Per non dimenticare: Pio La Torre e Rosario Di Salvo, trent’anni dopo
Sono passati trent’anni da quel tragico 30 aprile 1982. La Mafia uccise Pio La Torre e Rosario Di Salvo, per ridurli al silenzio, per eliminare l’altra politica, quella onesta che denunciava già allora (ma era una voce nel deserto) le pericolose commistioni tra colletti bianchi e Cosa Nostra.
Pio La Torre, avendo vissuto la Mafia prima nelle occupazioni delle terre dei contadini siciliani per far applicare i decreti Gullo e poi nella camera del Lavoro di Corleone, successore di quel Placido Rizzotto di cui quest’anno sono state ritrovate le spoglie dopo oltre sessant’anni, conosceva meglio di altri sin dove poteva incunearsi il crimine organizzato e sapeva su quali amicizie poteva contare: Pio La Torre conosceva la Mafia, ma sapeva anche come contrastarla. Dal basso, insieme ai contadini che reclamavano i loro diritti; e dall’alto, nel Parlamento siciliano e in quello italiano, per un contrasto politico e non solo giudiziario-repressivo della mafia.

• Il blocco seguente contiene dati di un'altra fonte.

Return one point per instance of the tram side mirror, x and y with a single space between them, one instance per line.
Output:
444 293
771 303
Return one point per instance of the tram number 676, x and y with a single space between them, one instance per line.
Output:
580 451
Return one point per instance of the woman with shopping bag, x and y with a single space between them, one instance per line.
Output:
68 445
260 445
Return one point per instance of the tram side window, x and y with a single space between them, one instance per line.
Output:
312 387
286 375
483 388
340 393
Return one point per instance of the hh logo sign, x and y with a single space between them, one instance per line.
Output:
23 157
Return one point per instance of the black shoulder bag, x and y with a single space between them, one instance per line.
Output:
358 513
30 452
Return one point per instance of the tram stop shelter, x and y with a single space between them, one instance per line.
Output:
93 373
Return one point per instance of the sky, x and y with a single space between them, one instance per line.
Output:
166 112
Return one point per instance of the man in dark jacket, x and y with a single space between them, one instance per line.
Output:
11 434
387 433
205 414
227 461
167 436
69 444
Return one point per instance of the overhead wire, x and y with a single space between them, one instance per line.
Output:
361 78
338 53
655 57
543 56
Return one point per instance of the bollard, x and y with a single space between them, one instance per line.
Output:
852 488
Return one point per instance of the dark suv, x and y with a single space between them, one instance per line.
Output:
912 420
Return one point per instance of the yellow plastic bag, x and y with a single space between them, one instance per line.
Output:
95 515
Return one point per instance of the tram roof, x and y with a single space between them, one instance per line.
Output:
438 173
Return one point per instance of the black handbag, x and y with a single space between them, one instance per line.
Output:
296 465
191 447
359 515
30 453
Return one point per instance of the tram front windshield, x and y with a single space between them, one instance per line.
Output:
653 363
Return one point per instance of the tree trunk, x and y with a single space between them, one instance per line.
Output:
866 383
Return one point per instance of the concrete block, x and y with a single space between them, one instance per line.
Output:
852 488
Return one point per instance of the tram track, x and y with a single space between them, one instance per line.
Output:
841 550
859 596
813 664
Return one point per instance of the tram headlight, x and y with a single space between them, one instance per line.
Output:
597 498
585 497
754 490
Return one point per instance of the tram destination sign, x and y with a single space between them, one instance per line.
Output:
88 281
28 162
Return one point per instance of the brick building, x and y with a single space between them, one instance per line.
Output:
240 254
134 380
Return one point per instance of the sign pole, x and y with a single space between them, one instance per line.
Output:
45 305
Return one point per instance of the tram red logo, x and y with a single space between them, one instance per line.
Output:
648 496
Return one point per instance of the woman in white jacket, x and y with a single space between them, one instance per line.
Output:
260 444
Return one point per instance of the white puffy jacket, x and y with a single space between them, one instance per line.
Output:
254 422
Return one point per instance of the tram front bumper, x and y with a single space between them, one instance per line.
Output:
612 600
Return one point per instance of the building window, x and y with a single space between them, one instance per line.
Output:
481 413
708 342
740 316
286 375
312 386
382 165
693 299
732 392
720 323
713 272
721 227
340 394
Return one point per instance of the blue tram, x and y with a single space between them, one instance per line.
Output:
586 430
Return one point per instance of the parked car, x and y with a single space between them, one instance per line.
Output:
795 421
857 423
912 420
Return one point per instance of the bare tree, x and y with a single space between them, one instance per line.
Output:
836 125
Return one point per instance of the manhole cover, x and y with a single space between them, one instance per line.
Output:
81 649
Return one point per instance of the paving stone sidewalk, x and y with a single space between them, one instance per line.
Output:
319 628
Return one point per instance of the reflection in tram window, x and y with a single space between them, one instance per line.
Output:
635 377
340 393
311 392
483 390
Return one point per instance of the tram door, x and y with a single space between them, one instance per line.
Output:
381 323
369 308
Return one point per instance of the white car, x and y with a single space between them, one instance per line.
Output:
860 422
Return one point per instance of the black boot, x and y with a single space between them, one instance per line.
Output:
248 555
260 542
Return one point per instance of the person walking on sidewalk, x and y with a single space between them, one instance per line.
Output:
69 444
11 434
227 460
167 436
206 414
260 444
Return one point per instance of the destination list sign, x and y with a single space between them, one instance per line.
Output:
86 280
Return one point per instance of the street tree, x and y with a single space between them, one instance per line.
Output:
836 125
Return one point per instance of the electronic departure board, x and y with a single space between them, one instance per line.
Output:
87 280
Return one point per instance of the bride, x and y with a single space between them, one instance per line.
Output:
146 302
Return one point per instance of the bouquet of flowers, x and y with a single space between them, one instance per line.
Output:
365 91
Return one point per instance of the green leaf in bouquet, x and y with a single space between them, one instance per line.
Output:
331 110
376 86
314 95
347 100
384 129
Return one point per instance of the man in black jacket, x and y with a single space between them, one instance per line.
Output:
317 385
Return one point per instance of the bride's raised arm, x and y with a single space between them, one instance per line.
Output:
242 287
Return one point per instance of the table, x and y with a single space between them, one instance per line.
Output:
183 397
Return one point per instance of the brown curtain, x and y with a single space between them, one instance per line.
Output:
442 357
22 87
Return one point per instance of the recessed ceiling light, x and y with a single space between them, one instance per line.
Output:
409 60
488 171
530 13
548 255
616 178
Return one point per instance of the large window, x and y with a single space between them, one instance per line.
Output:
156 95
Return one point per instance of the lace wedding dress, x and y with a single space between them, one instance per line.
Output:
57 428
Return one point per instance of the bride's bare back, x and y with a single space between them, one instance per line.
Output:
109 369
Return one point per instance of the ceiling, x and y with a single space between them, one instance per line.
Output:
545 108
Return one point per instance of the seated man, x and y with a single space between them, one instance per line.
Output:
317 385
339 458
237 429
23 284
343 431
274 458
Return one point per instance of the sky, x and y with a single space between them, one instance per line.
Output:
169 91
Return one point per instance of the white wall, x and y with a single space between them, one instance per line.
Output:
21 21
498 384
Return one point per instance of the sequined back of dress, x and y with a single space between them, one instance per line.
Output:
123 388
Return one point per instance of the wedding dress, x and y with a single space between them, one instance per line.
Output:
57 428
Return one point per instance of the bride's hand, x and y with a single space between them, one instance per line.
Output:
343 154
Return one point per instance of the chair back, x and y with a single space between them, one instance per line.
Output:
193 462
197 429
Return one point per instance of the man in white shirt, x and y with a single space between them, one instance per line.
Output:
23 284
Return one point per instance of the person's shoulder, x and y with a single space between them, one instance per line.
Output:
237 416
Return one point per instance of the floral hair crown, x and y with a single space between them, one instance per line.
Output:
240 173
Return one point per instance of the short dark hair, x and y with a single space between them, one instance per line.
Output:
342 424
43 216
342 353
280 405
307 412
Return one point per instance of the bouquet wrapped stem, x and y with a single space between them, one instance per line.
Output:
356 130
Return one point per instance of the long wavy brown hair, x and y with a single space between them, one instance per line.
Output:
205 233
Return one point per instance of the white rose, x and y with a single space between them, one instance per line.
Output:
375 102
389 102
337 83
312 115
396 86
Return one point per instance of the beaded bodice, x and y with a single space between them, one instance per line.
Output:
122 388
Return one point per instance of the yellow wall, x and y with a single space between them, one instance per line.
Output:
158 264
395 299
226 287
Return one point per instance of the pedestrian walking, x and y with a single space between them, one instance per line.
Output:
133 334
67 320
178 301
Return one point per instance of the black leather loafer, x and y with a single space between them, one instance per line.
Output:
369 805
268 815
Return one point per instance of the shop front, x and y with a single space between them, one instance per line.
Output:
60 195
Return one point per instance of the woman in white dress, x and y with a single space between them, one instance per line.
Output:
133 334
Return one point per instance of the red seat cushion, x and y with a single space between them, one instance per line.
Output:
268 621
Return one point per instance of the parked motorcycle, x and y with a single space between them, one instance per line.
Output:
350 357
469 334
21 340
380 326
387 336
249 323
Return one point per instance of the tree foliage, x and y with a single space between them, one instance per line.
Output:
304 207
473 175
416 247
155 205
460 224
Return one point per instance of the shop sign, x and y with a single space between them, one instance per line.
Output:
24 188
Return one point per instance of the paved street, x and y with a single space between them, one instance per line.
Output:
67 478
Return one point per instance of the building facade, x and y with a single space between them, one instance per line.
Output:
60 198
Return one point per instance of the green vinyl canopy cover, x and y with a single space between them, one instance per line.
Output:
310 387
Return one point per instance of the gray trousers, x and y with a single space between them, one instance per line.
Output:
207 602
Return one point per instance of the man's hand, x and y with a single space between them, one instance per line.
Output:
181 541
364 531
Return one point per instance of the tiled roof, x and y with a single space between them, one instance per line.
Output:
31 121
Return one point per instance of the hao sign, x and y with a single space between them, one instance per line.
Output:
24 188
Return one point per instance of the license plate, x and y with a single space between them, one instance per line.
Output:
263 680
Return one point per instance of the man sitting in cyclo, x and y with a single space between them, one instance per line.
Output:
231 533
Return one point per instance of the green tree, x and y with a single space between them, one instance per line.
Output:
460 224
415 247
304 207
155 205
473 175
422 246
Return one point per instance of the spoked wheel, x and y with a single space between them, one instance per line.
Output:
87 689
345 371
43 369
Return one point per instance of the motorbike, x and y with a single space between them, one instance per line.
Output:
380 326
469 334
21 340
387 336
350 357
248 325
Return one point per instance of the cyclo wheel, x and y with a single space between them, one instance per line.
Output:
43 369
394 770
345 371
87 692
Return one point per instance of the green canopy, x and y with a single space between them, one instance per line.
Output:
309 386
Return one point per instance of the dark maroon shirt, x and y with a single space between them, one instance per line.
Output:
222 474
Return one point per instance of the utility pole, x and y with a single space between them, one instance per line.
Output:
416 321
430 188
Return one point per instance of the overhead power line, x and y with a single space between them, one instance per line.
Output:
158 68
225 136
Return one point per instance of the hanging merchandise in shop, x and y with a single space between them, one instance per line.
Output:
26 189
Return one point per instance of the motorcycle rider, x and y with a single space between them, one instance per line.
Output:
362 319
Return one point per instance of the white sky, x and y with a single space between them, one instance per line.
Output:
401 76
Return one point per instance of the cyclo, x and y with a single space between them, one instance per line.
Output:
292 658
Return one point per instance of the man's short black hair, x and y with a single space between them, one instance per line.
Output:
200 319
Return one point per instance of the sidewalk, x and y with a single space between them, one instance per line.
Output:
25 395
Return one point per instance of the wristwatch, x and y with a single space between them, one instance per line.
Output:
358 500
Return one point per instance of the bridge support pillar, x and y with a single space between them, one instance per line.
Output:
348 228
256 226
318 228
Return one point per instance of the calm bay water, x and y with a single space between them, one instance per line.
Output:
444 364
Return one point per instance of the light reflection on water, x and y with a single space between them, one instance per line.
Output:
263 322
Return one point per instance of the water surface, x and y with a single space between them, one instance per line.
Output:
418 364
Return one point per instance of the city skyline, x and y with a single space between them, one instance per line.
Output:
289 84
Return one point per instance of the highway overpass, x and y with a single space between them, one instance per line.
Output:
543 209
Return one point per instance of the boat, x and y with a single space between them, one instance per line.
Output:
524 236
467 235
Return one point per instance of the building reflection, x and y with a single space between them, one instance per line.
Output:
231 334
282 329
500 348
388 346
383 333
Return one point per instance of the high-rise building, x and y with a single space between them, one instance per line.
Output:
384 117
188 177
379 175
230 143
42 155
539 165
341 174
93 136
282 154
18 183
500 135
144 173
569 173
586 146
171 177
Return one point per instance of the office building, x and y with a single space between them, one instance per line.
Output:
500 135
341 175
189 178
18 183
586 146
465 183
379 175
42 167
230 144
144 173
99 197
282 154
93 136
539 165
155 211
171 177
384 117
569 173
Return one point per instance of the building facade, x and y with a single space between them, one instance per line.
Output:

Per chi gli eventi del 1982 li ha letti solo sui libri di Storia, egli potrebbe apparire come uno politico come un altro sacrificato sull’altare dell’antimafia. In realtà, la sua eredità è immensa, tangibile ed estremamente ricca. Ricca di persone, lavoro e legalità. Quelle cooperative che ogni giorno, passo dopo passo, costruiscono un futuro diverso e un’alternativa di società sono il frutto della sua battaglia, della legge a lui intitolata, la legge Rognoni-La Torre, la quale per la prima volta istituisce il reato di associazione mafiosa nell’ordinamento italiano (art. 416 bis).